家庭教師代がもったいないからと、適当な問題集を渡し、お茶を飲みながらアレクシスの様子を見ていた。
アレクシスは問題を解くことが好きで、家庭教師の先生と勉強する事が大好きだった。でも、このままでは勉強をしたいと思う気持ちまでなくなってしまうかもしれない。
「シモーヌ様、私がアレクシス様に勉強を教えてもよろしいでしょうか?」
「まあいいわ。アレクシスを見ているのも退屈だったし、お願いするわ。」
シモーヌは昼寝をしに自室へと戻って行った。
「おかあしゃま……あ、えと、セシディ……ぼく、ダメな子なの?」
「アレクシスは、ダメな子なんかじゃありませんよ。とっても賢い子です。私が問題を出すから、それを解いてみて?」
「うん! ぼくもんだいとくのすき! でも、おかあしゃまのほうがもぉっとすき!」
笑顔を向けてくれるアレクシスの為にも、このままじゃダメですね。お姉様に相談してみましょう。

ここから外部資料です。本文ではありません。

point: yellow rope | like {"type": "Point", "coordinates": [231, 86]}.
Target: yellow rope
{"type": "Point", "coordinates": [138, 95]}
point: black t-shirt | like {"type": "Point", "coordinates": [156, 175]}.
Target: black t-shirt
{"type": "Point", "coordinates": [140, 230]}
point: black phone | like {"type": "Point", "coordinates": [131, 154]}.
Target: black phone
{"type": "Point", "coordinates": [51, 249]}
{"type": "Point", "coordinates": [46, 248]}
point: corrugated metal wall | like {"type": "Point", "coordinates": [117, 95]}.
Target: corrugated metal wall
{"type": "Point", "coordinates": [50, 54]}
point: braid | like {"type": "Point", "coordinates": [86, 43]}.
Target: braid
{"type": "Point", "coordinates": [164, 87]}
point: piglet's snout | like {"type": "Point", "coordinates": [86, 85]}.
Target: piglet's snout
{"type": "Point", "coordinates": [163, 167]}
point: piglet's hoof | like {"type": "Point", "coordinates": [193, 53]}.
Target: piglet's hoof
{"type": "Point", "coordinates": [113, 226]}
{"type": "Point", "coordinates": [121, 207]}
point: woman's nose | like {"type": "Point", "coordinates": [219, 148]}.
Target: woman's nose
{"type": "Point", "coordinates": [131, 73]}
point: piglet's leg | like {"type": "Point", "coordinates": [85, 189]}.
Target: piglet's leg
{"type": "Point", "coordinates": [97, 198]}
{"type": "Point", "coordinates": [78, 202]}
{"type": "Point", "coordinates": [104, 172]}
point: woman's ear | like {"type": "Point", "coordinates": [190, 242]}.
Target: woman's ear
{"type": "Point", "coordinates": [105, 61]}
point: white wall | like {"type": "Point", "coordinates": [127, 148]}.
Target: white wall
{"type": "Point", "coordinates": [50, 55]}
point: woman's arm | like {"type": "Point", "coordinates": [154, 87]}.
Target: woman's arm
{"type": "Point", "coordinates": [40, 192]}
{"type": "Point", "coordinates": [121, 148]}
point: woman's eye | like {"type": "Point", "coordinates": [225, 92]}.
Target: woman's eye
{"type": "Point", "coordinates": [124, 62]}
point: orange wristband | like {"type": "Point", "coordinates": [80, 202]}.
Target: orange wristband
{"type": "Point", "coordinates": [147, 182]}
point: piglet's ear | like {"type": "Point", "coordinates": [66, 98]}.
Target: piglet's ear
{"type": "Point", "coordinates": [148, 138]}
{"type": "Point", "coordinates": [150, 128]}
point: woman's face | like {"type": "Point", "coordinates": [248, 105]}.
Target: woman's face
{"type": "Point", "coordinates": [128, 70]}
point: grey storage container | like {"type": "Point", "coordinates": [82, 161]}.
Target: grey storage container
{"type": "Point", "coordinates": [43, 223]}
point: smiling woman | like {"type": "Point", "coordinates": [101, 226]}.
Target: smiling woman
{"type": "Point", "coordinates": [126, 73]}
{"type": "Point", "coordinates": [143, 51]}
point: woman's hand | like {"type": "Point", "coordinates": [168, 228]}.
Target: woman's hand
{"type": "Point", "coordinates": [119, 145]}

アレクシスの勉強が終わった頃、シモーヌは昼寝から目を覚ました。
「ふわぁぁぁ……もう勉強は終わった? 喉が渇いたわ。お茶をお願い。」
大きな欠伸をしながら部屋から出て来たシモーヌ。
「かしこまりました。」
シモーヌは他の使用人には頼まず、全てセシディに頼む。
お茶の用意をしてシモーヌの部屋へと運ぶと、
「やっぱりお茶はいいわ。部屋の掃除を頼むわ。」
お茶を片付け、モップを持ち、部屋の掃除を始めると……
「床は雑巾で拭きなさいよ! 丁寧に隅々まで拭いて。」
雑巾を持ち、床を拭き始めると……
「やっぱりお茶が飲みたいわ。すぐに用意して。」
頼まれた事をしようとすると、すかさず違うことを頼んでくる。嫌がらせなのはわかっているけど、全て言われたとおりにしています。
「表情ひとつ変えないのね。つまらないわ。」
お茶をもう一度用意し、テーブルの上に置くと……
ガシャンッ!!
「あら、手が滑っちゃった。新しいお茶をお願い。それと、割れたカップを片付けて、床も綺麗にしてちょうだい。」
割れたカップの破片を、片付けようとするとしゃがむと……
ジョボジョボジョボジョボ……
「あら、また手が滑っちゃった。花瓶の花を変えようとしただけなのにぃ。」
頭から花瓶の水をかけられた。水をかけられても動じず、割れたカップの破片を拾い、こぼれたお茶を拭き取り立ち上がると……
「それが終わったら、庭の掃除をして。」
外は大雨が降っています。何を掃除しろと言うのでしょう……
「あの花。私、嫌いなのよ。全部処分してちょうだい。」
あの花は私が好きな花で、私が自分で植えたものでした。もちろん、大切に育てて来た花を処分したくはありません……ですが、やらなければ、追い出されてしまうでしょう。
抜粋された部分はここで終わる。